24 Hours of Le Mans is not only one of the most popular and renowned endurance races in the world, but it's also one of the safest. However, it took only 10 minutes for that to change on Saturday as Aston Martin Racing driver Allan Simonsen spun out and skidded into the barrier at the Tertre Rouge corner. He was promptly removed from his vehicle and transported to a local hospital where he succumbed to his injuries. He was only 34-years-old.

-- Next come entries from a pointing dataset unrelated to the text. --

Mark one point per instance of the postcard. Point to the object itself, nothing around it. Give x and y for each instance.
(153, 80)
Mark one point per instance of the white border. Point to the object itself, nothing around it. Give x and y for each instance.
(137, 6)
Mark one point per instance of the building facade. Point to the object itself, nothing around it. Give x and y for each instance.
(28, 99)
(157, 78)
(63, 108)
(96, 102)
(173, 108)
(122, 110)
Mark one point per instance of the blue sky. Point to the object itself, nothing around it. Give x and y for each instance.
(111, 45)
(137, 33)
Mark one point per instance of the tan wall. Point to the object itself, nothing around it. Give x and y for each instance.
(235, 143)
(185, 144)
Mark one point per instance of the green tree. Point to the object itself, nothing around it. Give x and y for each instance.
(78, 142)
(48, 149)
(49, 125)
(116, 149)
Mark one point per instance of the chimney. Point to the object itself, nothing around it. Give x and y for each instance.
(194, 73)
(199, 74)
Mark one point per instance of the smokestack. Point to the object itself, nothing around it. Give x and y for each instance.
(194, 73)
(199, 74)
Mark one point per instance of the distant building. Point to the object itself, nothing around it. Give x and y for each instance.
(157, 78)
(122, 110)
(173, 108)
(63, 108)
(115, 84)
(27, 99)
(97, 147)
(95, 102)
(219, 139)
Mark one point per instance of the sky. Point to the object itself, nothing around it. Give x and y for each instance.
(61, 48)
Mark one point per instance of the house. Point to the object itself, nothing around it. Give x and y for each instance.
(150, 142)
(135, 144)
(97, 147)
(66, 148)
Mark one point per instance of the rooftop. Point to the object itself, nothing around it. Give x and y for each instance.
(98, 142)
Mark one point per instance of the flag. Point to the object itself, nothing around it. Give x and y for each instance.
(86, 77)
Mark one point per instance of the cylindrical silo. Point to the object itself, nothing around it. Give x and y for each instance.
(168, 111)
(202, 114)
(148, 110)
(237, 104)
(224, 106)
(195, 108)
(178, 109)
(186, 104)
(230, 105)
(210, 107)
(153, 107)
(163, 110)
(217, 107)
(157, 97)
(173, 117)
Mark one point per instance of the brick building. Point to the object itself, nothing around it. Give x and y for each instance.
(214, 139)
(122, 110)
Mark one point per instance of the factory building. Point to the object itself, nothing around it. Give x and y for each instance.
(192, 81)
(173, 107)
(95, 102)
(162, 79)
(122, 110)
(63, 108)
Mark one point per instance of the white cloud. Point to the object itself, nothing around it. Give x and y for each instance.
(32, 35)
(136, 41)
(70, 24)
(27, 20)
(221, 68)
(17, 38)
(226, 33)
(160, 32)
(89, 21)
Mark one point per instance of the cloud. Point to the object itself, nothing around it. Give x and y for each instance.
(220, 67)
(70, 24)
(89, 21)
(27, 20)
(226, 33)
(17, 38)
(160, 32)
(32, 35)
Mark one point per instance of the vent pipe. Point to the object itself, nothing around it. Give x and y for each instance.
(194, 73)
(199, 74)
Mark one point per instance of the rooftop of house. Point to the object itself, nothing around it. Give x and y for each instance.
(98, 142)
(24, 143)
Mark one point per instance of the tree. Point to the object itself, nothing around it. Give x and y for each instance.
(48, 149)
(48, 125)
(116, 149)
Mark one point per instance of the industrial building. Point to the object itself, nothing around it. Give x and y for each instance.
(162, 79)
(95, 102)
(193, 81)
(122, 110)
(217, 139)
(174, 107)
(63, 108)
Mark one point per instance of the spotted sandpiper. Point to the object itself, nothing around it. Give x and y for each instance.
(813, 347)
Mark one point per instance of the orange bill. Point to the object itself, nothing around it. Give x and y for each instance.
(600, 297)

"Tragically, and despite the best efforts of the emergency services in attendance, Allan's injuries proved fatal," Aston Martin said in a statement.
Simonsen death was the first fatality at 24 Hours of Le Mans since 1997 when Sebastien Enjolras passed away following a crash during pre-qualifiying. The last in-race death occurred in 1986 when Jo Gartner passed away following a crash.
Simonsen's partner, Carina, who is also the Mother of his daughter, made a "specific request" for the race to continue. And after a one hour delay to fix the guardrail where the crash happened, it did.
"Allan was an extremely talented and experienced sportscar driver who had raced in every corner of the world and was highly respected by his peers and his team," Jean Todt, the FIA president, and Pierre Fillon, president of the Automobile Club de l'Ouest which organizes the race said in a joint statement. "For many in endurance racing, Allan was above all a good friend who displayed his passion for racing on and off the track. His loss will be felt by the FIA, the ACO and the greater motorsport family."
Our thoughts and prayers go out to the Simonsen family, as well as all his friends and his team.